Bundesgericht
Tribunal fédéral
Tribunale federale
Tribunal federal
6B_500/2024
Arrêt du 14 novembre 2024
Ire Cour de droit pénal
Composition
Mme et MM. les Juges fédéraux
Jacquemoud-Rossari, Présidente,
Denys et von Felten.
Greffière : Mme Klinke.
Participants à la procédure
A.________,
représenté par Me Fabien Mingard, avocat,
recourant,
contre
Ministère public central du canton de Vaud,
avenue de Longemalle 1, 1020 Renens VD,
intimé.
Objet
Confiscation, destruction, frais, droit d'être entendu,
recours contre le jugement de la Cour d'appel pénale
du Tribunal cantonal du canton de Vaud, du 17 avril 2024 (n° 249 PE21.001987/AFE).
Faits :
A.
Par jugement du 3 janvier 2024, le Tribunal de police de l'arrondissement de Lausanne a libéré A.________ du chef d'accusation de pornographie (en raison de la prescription) (l), a rejeté la requête d'indemnité pour tort moral déposée par ce dernier (Il), a ordonné la confiscation et la destruction de l'ordinateur portable ACER avec son alimentation, séquestré sous fiche n° xxxxx (Ill), a ordonné le maintien au dossier au titre de pièces à conviction des 4 CD de données inventoriés à ce titre sous fiche n° yyyyy (IV) et a laissé à la charge de l'État les frais de procédure, y compris l'indemnité allouée au conseil d'office de A.________ (V).
B.
Par jugement du 17 avril 2024, la Cour d'appel pénale du Tribunal cantonal du canton de Vaud a partiellement admis l'appel formé par A.________ contre le jugement de première instance (III). Elle l'a réformé en ce sens qu'elle a ordonné la restitution à A.________ de tous les fichiers, photos et vidéos licites contenus dans son ordinateur portable ACER, séquestré sous fiche n° xxxxx pour autant que cela soit techniquement réalisable et aux frais de l'intéressé. Pour le reste, la cour cantonale a confirmé le dispositif de première instance.

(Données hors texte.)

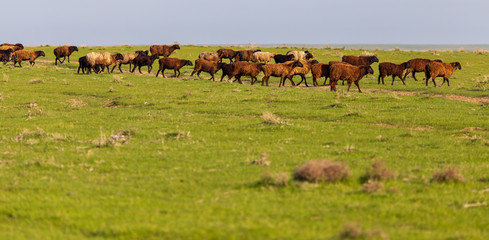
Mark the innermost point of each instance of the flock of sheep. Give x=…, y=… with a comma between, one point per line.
x=246, y=63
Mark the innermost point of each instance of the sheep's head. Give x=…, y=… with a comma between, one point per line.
x=373, y=59
x=119, y=56
x=309, y=55
x=370, y=70
x=456, y=65
x=297, y=64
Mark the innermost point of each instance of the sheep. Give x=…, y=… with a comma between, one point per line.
x=302, y=71
x=418, y=65
x=128, y=59
x=103, y=60
x=172, y=63
x=280, y=58
x=348, y=73
x=396, y=70
x=227, y=70
x=163, y=50
x=210, y=67
x=84, y=65
x=140, y=61
x=245, y=69
x=360, y=60
x=5, y=55
x=31, y=55
x=319, y=70
x=226, y=53
x=300, y=55
x=281, y=70
x=437, y=69
x=263, y=56
x=245, y=55
x=14, y=47
x=210, y=56
x=63, y=51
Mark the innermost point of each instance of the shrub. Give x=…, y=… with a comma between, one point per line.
x=322, y=171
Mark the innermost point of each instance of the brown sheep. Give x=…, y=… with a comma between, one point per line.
x=396, y=70
x=31, y=55
x=349, y=73
x=319, y=70
x=246, y=69
x=300, y=55
x=227, y=70
x=263, y=57
x=437, y=69
x=226, y=53
x=245, y=55
x=102, y=60
x=140, y=61
x=360, y=60
x=282, y=70
x=417, y=65
x=128, y=59
x=302, y=71
x=210, y=56
x=14, y=47
x=210, y=67
x=172, y=63
x=63, y=51
x=163, y=50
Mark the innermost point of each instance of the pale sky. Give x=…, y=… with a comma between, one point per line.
x=145, y=22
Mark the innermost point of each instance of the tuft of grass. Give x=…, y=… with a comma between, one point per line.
x=372, y=186
x=449, y=174
x=35, y=81
x=271, y=118
x=322, y=171
x=355, y=231
x=377, y=172
x=281, y=179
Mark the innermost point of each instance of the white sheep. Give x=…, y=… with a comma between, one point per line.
x=263, y=56
x=301, y=55
x=103, y=59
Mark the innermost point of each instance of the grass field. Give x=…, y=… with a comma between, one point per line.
x=131, y=156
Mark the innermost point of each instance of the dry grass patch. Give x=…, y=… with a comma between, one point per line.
x=449, y=174
x=322, y=171
x=377, y=172
x=271, y=118
x=34, y=81
x=355, y=231
x=275, y=179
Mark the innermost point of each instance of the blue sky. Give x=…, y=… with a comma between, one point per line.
x=109, y=22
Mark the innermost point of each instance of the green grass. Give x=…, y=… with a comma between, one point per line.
x=185, y=171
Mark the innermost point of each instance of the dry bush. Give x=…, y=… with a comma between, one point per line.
x=35, y=80
x=271, y=118
x=275, y=179
x=449, y=174
x=377, y=172
x=262, y=160
x=322, y=171
x=355, y=231
x=372, y=186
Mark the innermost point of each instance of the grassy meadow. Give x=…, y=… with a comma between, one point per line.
x=131, y=156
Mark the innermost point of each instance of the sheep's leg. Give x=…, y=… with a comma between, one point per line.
x=358, y=86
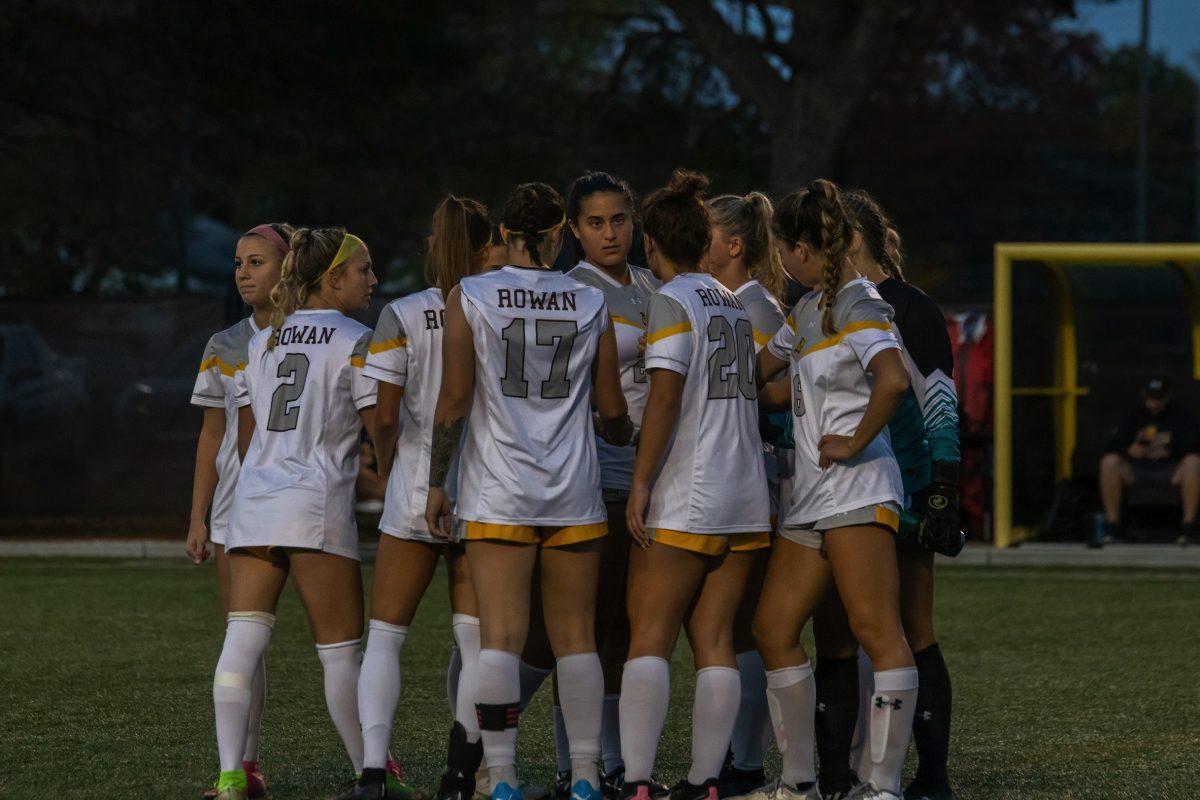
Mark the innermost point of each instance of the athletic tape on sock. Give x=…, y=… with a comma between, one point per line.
x=261, y=618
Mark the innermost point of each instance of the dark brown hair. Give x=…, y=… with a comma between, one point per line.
x=817, y=217
x=459, y=236
x=676, y=217
x=532, y=214
x=880, y=234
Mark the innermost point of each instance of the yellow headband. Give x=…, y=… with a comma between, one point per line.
x=351, y=244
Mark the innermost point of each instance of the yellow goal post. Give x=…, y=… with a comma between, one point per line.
x=1066, y=390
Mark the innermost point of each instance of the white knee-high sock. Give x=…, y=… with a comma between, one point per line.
x=610, y=734
x=581, y=693
x=562, y=744
x=532, y=678
x=257, y=705
x=341, y=662
x=499, y=691
x=454, y=669
x=792, y=698
x=379, y=683
x=645, y=692
x=892, y=707
x=713, y=711
x=753, y=726
x=466, y=636
x=859, y=751
x=246, y=637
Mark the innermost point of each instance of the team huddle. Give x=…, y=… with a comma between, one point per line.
x=756, y=431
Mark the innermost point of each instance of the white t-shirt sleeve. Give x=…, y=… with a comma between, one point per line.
x=388, y=353
x=209, y=390
x=669, y=341
x=869, y=329
x=364, y=389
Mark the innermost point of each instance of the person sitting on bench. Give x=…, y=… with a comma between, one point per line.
x=1155, y=445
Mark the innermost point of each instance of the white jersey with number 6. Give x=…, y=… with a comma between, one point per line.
x=529, y=456
x=712, y=480
x=831, y=389
x=406, y=350
x=297, y=482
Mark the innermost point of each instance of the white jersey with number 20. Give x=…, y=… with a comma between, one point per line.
x=297, y=482
x=529, y=456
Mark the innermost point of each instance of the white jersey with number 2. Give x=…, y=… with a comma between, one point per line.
x=297, y=482
x=529, y=456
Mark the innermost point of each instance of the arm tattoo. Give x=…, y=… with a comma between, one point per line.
x=618, y=432
x=445, y=445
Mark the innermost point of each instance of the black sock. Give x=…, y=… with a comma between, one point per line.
x=837, y=716
x=372, y=776
x=931, y=721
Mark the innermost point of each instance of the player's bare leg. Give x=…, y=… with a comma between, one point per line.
x=863, y=559
x=797, y=578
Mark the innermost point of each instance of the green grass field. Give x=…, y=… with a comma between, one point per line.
x=1068, y=685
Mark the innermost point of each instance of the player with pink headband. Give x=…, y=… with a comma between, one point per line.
x=257, y=263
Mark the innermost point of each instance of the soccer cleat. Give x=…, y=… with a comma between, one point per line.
x=585, y=791
x=868, y=792
x=685, y=791
x=921, y=792
x=736, y=783
x=636, y=791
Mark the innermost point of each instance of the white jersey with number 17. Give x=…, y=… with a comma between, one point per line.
x=297, y=482
x=529, y=456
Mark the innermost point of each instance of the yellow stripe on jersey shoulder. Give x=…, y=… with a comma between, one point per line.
x=223, y=367
x=853, y=328
x=388, y=344
x=625, y=320
x=658, y=336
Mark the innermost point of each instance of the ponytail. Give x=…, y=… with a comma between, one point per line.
x=816, y=216
x=880, y=235
x=749, y=217
x=677, y=218
x=310, y=254
x=532, y=214
x=460, y=236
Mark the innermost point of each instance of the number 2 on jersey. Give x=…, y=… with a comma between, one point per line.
x=286, y=416
x=558, y=334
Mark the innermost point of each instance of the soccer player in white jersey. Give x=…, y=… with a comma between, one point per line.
x=744, y=260
x=304, y=402
x=406, y=359
x=697, y=504
x=847, y=378
x=257, y=263
x=601, y=214
x=925, y=440
x=527, y=353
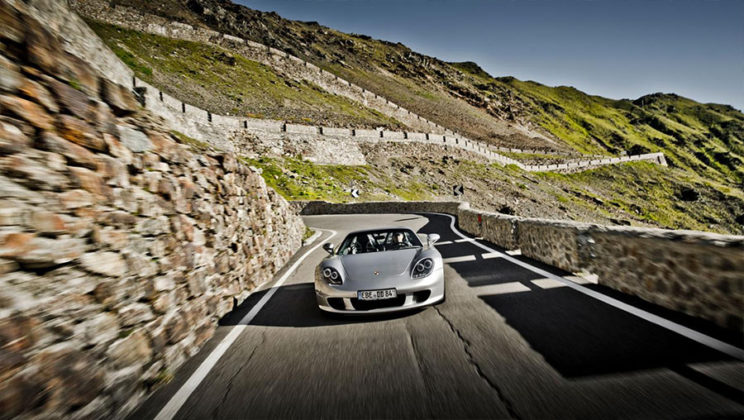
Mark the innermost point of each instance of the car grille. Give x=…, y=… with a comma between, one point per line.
x=367, y=305
x=421, y=296
x=336, y=303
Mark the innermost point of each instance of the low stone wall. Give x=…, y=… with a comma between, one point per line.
x=697, y=273
x=119, y=247
x=307, y=208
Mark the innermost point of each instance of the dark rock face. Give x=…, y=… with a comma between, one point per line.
x=103, y=213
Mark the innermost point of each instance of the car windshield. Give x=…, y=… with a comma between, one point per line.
x=379, y=240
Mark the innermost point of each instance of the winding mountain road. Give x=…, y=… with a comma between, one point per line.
x=508, y=342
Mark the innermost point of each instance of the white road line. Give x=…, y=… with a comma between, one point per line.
x=466, y=240
x=458, y=259
x=693, y=335
x=547, y=283
x=501, y=289
x=183, y=394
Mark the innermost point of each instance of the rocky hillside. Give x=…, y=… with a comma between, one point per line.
x=225, y=83
x=706, y=139
x=703, y=142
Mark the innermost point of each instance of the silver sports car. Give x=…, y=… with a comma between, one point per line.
x=380, y=270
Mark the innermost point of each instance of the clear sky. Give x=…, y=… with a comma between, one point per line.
x=612, y=48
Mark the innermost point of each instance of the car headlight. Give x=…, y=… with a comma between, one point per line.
x=422, y=268
x=331, y=275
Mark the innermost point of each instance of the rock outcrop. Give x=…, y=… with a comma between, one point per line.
x=120, y=247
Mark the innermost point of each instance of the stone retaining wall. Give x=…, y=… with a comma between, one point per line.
x=119, y=247
x=697, y=273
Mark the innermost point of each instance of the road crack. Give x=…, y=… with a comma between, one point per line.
x=471, y=360
x=215, y=412
x=417, y=364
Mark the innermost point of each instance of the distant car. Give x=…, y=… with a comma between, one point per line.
x=380, y=270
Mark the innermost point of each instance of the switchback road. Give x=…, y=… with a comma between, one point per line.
x=508, y=342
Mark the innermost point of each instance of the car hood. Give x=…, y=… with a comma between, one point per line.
x=362, y=267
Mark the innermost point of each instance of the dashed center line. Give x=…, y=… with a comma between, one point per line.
x=458, y=259
x=501, y=289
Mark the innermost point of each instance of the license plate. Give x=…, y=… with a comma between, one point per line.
x=377, y=294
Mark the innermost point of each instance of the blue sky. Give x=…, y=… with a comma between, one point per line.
x=617, y=49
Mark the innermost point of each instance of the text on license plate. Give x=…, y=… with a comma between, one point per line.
x=376, y=294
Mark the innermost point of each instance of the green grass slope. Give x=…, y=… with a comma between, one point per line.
x=215, y=79
x=703, y=139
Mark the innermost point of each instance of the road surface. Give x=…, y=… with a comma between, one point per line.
x=507, y=343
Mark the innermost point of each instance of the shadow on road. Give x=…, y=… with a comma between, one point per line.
x=580, y=336
x=295, y=306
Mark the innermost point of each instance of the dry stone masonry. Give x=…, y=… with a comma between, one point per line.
x=119, y=247
x=697, y=273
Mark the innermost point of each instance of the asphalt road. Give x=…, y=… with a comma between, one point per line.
x=507, y=343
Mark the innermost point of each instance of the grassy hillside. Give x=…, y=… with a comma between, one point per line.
x=217, y=80
x=640, y=194
x=704, y=139
x=704, y=143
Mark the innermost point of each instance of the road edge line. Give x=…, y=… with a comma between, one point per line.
x=178, y=399
x=689, y=333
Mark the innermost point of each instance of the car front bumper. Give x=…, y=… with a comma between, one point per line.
x=414, y=294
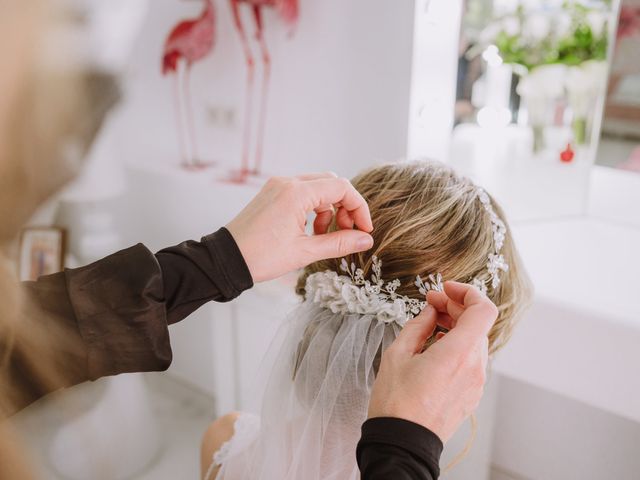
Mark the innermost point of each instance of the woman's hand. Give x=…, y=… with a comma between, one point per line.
x=440, y=387
x=270, y=231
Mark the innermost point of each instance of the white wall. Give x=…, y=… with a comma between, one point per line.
x=540, y=435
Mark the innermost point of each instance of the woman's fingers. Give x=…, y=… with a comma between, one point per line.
x=444, y=304
x=416, y=332
x=479, y=313
x=323, y=219
x=339, y=191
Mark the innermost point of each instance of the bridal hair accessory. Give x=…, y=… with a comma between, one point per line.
x=496, y=262
x=353, y=294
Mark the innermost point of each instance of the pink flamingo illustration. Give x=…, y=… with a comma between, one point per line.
x=189, y=42
x=288, y=11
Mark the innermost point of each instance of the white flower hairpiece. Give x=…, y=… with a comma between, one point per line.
x=357, y=295
x=495, y=262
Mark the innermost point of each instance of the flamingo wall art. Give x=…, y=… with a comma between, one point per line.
x=189, y=42
x=288, y=11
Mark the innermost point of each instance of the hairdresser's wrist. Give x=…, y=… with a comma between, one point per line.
x=411, y=412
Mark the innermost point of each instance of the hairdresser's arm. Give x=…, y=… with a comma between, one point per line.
x=112, y=316
x=420, y=398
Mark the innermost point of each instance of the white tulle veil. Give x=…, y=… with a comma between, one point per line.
x=324, y=359
x=316, y=397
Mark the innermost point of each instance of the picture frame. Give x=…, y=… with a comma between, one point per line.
x=41, y=252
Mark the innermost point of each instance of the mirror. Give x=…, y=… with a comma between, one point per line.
x=620, y=141
x=530, y=92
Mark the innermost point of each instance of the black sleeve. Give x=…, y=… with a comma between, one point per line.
x=392, y=448
x=118, y=309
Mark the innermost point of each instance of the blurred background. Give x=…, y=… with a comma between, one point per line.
x=537, y=100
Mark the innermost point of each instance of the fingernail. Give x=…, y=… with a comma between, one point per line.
x=364, y=243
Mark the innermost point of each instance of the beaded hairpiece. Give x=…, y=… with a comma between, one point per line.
x=357, y=295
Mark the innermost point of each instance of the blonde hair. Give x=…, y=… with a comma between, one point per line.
x=44, y=113
x=429, y=219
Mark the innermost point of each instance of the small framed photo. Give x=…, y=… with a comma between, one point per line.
x=42, y=251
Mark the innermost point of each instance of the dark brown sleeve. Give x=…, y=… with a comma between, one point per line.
x=118, y=309
x=398, y=449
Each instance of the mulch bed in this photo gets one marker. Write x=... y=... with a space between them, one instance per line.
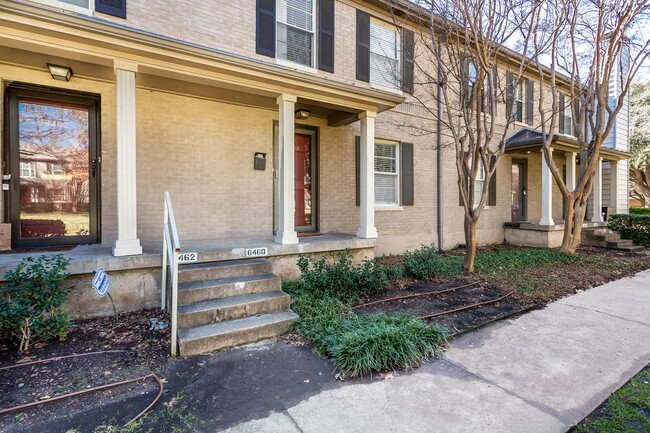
x=129 y=348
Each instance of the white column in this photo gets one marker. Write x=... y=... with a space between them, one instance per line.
x=571 y=171
x=127 y=242
x=598 y=193
x=613 y=179
x=547 y=192
x=367 y=228
x=286 y=233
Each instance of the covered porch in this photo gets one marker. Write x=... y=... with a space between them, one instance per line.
x=538 y=208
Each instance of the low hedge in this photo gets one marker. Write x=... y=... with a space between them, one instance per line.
x=640 y=211
x=633 y=227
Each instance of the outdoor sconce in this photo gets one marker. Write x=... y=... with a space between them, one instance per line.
x=259 y=162
x=61 y=73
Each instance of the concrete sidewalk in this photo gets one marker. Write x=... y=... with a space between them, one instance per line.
x=541 y=372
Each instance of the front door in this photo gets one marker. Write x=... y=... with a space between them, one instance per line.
x=305 y=179
x=519 y=181
x=54 y=168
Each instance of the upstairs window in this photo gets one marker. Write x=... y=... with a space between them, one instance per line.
x=384 y=54
x=295 y=31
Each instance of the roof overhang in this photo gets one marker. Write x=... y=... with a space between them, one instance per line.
x=40 y=30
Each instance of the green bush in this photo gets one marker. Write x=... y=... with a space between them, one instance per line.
x=31 y=300
x=339 y=278
x=380 y=342
x=634 y=227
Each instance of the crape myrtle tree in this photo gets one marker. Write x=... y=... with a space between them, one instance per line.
x=600 y=45
x=640 y=141
x=459 y=60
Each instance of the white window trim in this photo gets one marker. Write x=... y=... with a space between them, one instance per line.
x=385 y=206
x=393 y=28
x=295 y=65
x=68 y=7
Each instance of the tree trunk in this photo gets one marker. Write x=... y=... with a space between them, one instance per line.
x=470 y=245
x=575 y=217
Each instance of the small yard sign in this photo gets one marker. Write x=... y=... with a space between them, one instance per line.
x=188 y=258
x=101 y=283
x=257 y=252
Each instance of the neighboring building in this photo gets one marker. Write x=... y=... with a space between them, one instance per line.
x=245 y=111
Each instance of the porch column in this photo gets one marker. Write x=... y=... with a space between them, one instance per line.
x=367 y=228
x=613 y=182
x=547 y=193
x=127 y=242
x=286 y=233
x=571 y=171
x=597 y=192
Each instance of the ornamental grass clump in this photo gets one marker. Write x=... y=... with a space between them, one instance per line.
x=31 y=301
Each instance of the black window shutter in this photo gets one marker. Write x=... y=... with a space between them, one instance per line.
x=357 y=167
x=326 y=35
x=408 y=60
x=117 y=8
x=530 y=101
x=407 y=174
x=492 y=187
x=561 y=117
x=363 y=46
x=265 y=36
x=510 y=94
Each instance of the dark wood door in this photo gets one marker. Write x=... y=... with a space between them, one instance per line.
x=303 y=182
x=54 y=168
x=519 y=190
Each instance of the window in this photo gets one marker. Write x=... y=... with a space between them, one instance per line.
x=27 y=169
x=295 y=31
x=386 y=173
x=518 y=107
x=568 y=119
x=384 y=54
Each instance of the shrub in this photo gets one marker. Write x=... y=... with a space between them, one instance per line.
x=634 y=227
x=640 y=211
x=339 y=278
x=380 y=342
x=31 y=300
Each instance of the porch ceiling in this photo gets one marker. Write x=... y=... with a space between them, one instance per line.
x=33 y=35
x=528 y=140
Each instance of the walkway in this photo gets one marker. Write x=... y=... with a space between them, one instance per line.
x=541 y=372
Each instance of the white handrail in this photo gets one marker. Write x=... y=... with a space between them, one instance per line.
x=171 y=249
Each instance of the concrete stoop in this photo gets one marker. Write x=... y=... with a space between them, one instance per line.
x=226 y=304
x=605 y=238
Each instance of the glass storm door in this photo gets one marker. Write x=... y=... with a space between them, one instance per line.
x=54 y=168
x=518 y=191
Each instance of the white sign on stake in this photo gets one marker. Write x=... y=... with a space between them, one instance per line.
x=101 y=283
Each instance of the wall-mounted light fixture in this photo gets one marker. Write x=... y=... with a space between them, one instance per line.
x=302 y=114
x=61 y=73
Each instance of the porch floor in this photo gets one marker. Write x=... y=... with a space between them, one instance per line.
x=87 y=258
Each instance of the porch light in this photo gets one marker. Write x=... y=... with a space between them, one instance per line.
x=61 y=73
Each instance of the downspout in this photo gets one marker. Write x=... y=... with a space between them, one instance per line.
x=439 y=148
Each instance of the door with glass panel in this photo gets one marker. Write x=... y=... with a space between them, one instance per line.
x=54 y=168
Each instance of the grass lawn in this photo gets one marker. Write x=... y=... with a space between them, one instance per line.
x=626 y=410
x=75 y=223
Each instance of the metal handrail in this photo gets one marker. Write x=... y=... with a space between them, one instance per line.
x=171 y=249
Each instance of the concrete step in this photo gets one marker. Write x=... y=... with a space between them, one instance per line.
x=620 y=243
x=217 y=336
x=221 y=310
x=217 y=270
x=632 y=248
x=198 y=291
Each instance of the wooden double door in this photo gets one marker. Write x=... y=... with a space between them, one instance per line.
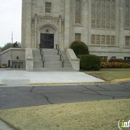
x=47 y=41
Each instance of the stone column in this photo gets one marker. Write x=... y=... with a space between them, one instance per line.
x=23 y=24
x=121 y=27
x=117 y=22
x=28 y=24
x=85 y=21
x=60 y=43
x=36 y=31
x=89 y=22
x=67 y=24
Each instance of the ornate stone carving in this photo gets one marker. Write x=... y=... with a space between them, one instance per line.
x=78 y=11
x=103 y=11
x=127 y=14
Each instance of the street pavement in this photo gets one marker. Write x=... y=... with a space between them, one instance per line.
x=15 y=97
x=23 y=77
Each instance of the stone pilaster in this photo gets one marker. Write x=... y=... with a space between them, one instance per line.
x=89 y=22
x=28 y=23
x=60 y=43
x=36 y=42
x=23 y=44
x=85 y=21
x=67 y=24
x=121 y=26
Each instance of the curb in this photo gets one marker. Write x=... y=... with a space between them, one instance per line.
x=121 y=80
x=79 y=83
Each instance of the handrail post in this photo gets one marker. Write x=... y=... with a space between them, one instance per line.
x=60 y=57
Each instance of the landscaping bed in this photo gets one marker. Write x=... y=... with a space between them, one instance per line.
x=97 y=115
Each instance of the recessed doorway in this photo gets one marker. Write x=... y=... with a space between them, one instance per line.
x=47 y=41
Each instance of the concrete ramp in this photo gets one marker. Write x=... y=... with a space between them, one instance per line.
x=15 y=82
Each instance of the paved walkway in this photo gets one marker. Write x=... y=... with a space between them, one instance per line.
x=4 y=126
x=22 y=77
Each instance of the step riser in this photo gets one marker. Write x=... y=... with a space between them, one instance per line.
x=52 y=61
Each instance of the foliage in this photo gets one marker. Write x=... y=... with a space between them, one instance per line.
x=119 y=60
x=7 y=46
x=10 y=45
x=4 y=65
x=90 y=62
x=115 y=65
x=80 y=48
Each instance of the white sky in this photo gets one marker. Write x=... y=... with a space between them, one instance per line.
x=10 y=21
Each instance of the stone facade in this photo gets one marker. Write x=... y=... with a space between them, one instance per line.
x=104 y=25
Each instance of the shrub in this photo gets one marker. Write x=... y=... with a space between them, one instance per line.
x=114 y=65
x=4 y=66
x=80 y=48
x=119 y=60
x=89 y=62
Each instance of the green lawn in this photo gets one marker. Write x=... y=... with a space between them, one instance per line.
x=110 y=74
x=97 y=115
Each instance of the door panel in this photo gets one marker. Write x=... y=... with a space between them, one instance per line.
x=47 y=40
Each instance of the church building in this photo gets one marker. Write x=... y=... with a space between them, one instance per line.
x=49 y=26
x=103 y=25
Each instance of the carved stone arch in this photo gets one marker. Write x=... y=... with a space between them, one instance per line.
x=47 y=25
x=48 y=29
x=78 y=11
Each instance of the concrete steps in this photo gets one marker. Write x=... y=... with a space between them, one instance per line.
x=52 y=61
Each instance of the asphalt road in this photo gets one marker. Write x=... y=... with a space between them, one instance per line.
x=15 y=97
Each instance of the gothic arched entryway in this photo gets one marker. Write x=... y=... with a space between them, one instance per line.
x=48 y=37
x=46 y=40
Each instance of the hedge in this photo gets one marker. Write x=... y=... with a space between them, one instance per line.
x=119 y=60
x=80 y=48
x=90 y=62
x=114 y=65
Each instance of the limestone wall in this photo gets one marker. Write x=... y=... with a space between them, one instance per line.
x=12 y=54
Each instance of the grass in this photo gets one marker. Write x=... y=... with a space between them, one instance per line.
x=97 y=115
x=110 y=74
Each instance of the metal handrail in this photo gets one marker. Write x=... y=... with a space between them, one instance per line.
x=60 y=54
x=42 y=57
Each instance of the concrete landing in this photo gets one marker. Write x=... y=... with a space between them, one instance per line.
x=22 y=78
x=4 y=126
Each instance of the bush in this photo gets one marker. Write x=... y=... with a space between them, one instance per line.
x=4 y=65
x=90 y=62
x=114 y=65
x=80 y=48
x=119 y=60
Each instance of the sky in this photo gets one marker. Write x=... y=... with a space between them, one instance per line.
x=10 y=21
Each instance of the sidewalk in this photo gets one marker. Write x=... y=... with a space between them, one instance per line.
x=4 y=126
x=22 y=78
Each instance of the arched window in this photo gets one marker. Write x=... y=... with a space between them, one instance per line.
x=127 y=14
x=78 y=11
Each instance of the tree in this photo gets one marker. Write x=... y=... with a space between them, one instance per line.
x=10 y=45
x=6 y=46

En substance, le jugement cantonal repose sur les faits suivants.
D'après l'acte d'accusation du 11 octobre 2023, il était reproché à A.________ d'avoir obtenu, à U.________, entre le 24 avril et le 4 mai 2014, via B.________, sept fichiers avec un contenu de pornographie juvénile dont certains fichiers contenaient des abus sexuels effectifs sur des enfants de sexe féminin âgés de 5 à 7 ans. Par ailleurs, à U.________, le 7 avril 2022, jour de la perquisition du matériel informatique de A.________, ce dernier était en possession de cinq vidéos et dix-huit images à contenu illicite. L'analyse du matériel informatique, en particulier de son ordinateur ACER, a permis la découverte de cinq images de pédopornographie effective, une image de mineur nu, onze images et quatre vidéos de pornographie zoophile (datées d'octobre 2013, décembre 2014 et septembre 2015) et une vidéo d'extrême violence (datée du 4 janvier 2016).
C.
A.________ forme un recours en matière pénale au Tribunal fédéral contre le jugement cantonal et conclut, avec suite de frais et dépens, à sa réforme en ce sens que le Tribunal de police de l'arrondissement de Lausanne ordonne la restitution à A.________, dans une clé USB, de tous les fichiers, photos et vidéos licites contenus dans son ordinateur portable ACER, séquestré sous fiche n° xxxxx, pour autant que cela soit techniquement réalisable et aux frais de l'État. Il sollicite en outre le bénéfice de l'assistance judiciaire.
Considérant en droit :
1.
Le recourant reproche à la cour cantonale d'avoir mis à sa charge les frais de tri et de récupération de données privées licites enregistrées dans son ordinateur dont la confiscation et la destruction ont été ordonnées. Il estime qu'elle a omis de motiver son jugement sur ce point (art. 29 al. 2 Cst. et 6 CEDH).
1.1.
1.1.1. Le droit d'être entendu, tel qu'il est garanti par les art. 29 al. 2 Cst. et 3 al. 2 let. c CPP (cf. aussi art. 6 par. 1 CEDH) implique notamment, pour l'autorité, l'obligation de motiver sa décision, afin que le destinataire puisse la comprendre, l'attaquer utilement s'il y a lieu et afin que l'autorité de recours puisse exercer son contrôle. Le juge doit ainsi mentionner, au moins brièvement, les motifs qui l'ont guidé et sur lesquels il a fondé sa décision, de manière à ce que l'intéressé puisse se rendre compte de la portée de celle-ci et l'attaquer en connaissance de cause (ATF 143 IV 40 consid. 3.4.3; 142 I 135 consid. 2.1). Il n'est pas tenu de discuter tous les arguments soulevés par les parties, mais peut se limiter à l'examen des questions décisives pour l'issue du litige (ATF 147 IV 249 consid. 2.4; 142 II 154 consid. 4.2). Dès lors que l'on peut discerner les motifs qui ont guidé la décision de l'autorité, le droit à une décision motivée est respecté, la motivation pouvant d'ailleurs être implicite et résulter des différents considérants de la décision (ATF 141 V 557 consid. 3.2.1; arrêts 6B_1036/2022 du 15 mai 2023 consid. 1.2).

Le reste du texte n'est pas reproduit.